Characterization and Modeling of the Remodeling Process that Occurs in Modular Tissue Engineered Constructs Assembled Within Microfluidic Perfusion Chambers

• Main Author: Khan, Omar
• Other Authors: Sefton, Michael
• Language: en_ca
• Published: 2011
• Subjects: tissue engineering; microfluidics; perfusion; endothelial cells; mesenchymal stromal cells; activation; differentiation; remodeling; model; collagen; poloxamine; shear stress; disturbed flow; vascular; modular; 0541; 0542
• Online Access: http://hdl.handle.net/1807/29772

Using a modular approach, a vascularized tissue construct is created by embedding functional cells within submillimeter-sized collagen cylinders (modules) while the outside surfaces are seeded with endothelial cells (EC). The void spaces created by randomly packing modules into a container form EC-lined perfusion channels. Upon implantation, the tissues are remodeled by and integrated into the host and experience, to some degree, immune and inflammatory responses. This work utilized microfluidic techniques to study and model the tissue remodeling in vitro in the absence of the host response. When the construct’s tortuous perfusion channels were reproduced in poly(dimethylsiloxane) microfluidic devices and lined with EC, perfusion at higher flow rates reduced EC activation and maintained the desired quiescent EC phenotype. When applying these results to collagen constructs, higher flow rates were not achievable due to the weak mechanical properties of collagen.
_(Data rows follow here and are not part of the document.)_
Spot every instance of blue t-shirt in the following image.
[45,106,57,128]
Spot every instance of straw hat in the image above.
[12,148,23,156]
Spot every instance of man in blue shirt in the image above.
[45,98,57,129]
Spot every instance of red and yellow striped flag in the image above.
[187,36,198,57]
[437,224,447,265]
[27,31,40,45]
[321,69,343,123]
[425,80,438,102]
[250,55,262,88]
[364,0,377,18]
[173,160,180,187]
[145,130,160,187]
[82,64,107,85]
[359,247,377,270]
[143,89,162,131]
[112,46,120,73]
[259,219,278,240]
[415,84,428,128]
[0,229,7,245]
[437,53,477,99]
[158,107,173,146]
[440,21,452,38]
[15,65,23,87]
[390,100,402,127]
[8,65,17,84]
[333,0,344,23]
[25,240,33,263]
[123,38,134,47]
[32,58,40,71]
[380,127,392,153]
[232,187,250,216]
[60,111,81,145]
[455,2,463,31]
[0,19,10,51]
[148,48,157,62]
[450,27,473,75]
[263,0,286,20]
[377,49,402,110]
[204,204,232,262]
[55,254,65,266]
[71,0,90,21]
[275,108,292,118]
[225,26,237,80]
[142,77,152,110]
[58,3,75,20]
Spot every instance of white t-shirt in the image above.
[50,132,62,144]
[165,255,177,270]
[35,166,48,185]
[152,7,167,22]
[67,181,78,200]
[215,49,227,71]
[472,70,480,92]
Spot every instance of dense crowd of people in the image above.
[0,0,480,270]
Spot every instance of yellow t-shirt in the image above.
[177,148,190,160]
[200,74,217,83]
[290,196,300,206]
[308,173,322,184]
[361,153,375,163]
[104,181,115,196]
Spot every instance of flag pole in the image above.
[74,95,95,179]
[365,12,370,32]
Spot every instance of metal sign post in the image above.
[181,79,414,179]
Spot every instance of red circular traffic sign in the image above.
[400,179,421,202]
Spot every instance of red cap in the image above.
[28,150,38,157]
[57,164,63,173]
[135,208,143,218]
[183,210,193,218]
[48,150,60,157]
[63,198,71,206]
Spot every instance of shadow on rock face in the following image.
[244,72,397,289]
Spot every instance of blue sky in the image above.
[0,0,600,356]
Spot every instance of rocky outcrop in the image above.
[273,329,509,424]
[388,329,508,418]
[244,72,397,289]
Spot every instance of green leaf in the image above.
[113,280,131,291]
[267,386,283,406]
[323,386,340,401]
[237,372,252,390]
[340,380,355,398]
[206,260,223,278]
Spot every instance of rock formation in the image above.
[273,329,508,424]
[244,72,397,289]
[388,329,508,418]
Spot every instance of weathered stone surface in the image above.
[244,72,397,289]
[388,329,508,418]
To increase the collagen’s mechanical strength, a semi-synthetic collagen/poloxamine-methacrylate hydrogel was examined but due to its heterogeneous surface composition, there was inadequate EC attachment and the material was deemed unsuitable for this application. Proceeding with lower flow rates, tissues assembled within microfluidic perfusion chambers from EC-seeded collagen modules showed that over the course of 24 hours, perfusion did not significantly increase activation but instead increased KLF2 expression, a transcription factor involved in the establishment of EC quiescence, and disrupted VE-cadherin bonds between adjacent EC. However, after 1 week of perfusion, the majority of EC were lost. To ameliorate this loss, mesenchymal stromal cells (MSC) were embedded within the modules in order to take advantage of their anti-apoptotic and immunomodulation effects. The MSC temporarily mitigated the loss of the EC but did not prevent it. They did, however, take on a phenotype similar to smooth muscle cells and migrated towards the EC. Perhaps this indicates that the combination of EC, MSC and perfusion drives the creation and assembly of pseudo vessels. Together, the microfluidic techniques used in this study to assemble and perfuse modular tissues revealed new insights into the remodeling process and exposed critical issues surrounding the adaptation of the EC to the combination of perfusion, remodeling and changing flow fields.